Current Bioinformatics ◽

10.2174/1574893615666210108094431 ◽

2021 ◽

Vol 15 ◽

Author(s):

Muhammad Awais ◽

Waqar Hussain ◽

Nouman Rasool ◽

Yaser Daanial Khan

Keyword(s):

Tumor Suppressor ◽

Cross Validation ◽

Control Cell ◽

Normal Function ◽

In Vivo Studies ◽

Tumor Suppressor Proteins ◽

Proposed Model ◽

Self Consistency

Background: The uncontrolled growth due to accumulation of genetic and epigenetic changes as a result of loss or reduction in the normal function of Tumor Suppressor Genes (TSGs) and Pro-oncogenes is known as cancer. TSGs control cell division and growth by repairing of DNA mistakes during replication and restrict the unwanted proliferation of a cell or activities, those are the part of tumor production.

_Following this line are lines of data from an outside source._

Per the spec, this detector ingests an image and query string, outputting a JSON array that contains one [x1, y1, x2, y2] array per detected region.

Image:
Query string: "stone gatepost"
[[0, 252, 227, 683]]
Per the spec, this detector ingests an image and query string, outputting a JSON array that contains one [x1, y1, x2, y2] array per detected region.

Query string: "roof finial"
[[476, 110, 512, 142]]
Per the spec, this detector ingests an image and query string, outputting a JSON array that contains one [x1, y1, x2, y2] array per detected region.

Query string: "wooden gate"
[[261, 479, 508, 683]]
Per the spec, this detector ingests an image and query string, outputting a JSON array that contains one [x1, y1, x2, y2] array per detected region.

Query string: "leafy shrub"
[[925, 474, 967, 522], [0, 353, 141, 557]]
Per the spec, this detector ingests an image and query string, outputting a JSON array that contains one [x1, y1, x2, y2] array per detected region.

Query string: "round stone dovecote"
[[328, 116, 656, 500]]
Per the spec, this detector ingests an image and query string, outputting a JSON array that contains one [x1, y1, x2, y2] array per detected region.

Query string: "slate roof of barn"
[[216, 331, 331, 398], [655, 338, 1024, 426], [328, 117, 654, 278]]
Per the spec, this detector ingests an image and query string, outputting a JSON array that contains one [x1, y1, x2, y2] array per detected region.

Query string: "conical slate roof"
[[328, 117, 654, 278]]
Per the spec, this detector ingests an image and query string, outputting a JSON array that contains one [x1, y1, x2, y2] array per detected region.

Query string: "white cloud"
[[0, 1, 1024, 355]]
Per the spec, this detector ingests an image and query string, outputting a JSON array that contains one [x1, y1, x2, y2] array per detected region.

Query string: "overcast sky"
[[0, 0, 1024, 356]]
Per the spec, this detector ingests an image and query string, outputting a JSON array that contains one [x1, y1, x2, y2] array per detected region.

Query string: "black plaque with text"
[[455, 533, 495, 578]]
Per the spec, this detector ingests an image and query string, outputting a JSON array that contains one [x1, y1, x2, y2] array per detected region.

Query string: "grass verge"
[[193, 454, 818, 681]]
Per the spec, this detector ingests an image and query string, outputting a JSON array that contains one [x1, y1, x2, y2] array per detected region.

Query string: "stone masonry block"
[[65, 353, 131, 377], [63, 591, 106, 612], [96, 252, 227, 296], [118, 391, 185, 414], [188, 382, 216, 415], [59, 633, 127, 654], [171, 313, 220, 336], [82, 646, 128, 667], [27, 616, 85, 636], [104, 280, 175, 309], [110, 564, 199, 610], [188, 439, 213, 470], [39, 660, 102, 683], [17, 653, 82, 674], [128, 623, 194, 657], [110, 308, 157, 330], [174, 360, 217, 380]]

Objectives: This study aims to propose a novel, accurate, user-friendly model to predict tumor suppressor proteins, which would be freely available to experimental molecular biologists to assist them using in vitro and in vivo studies. Methods: The predictor model has used the input feature vector (IFV) calculated from the physicochemical properties of proteins based on FCNN to compute the accuracy, sensitivity, specificity, and MCC. The proposed model was validated against different exhaustive validation techniques i.e. self-consistency and cross-validation. Results: Using self-consistency, the accuracy is 99%, for cross-validation and independent testing has 99.80% and 100% accuracy respectively. The overall accuracy of the proposed model is 99%, sensitivity value 98% and specificity 99% and F1-score was 0.99. Conclusion: It concludes, the proposed model for prediction of the tumor suppressor proteins can predict the tumor suppressor proteins efficiently, but it still has space for improvements in computational ways as the protein sequences may rapidly increase, day by day.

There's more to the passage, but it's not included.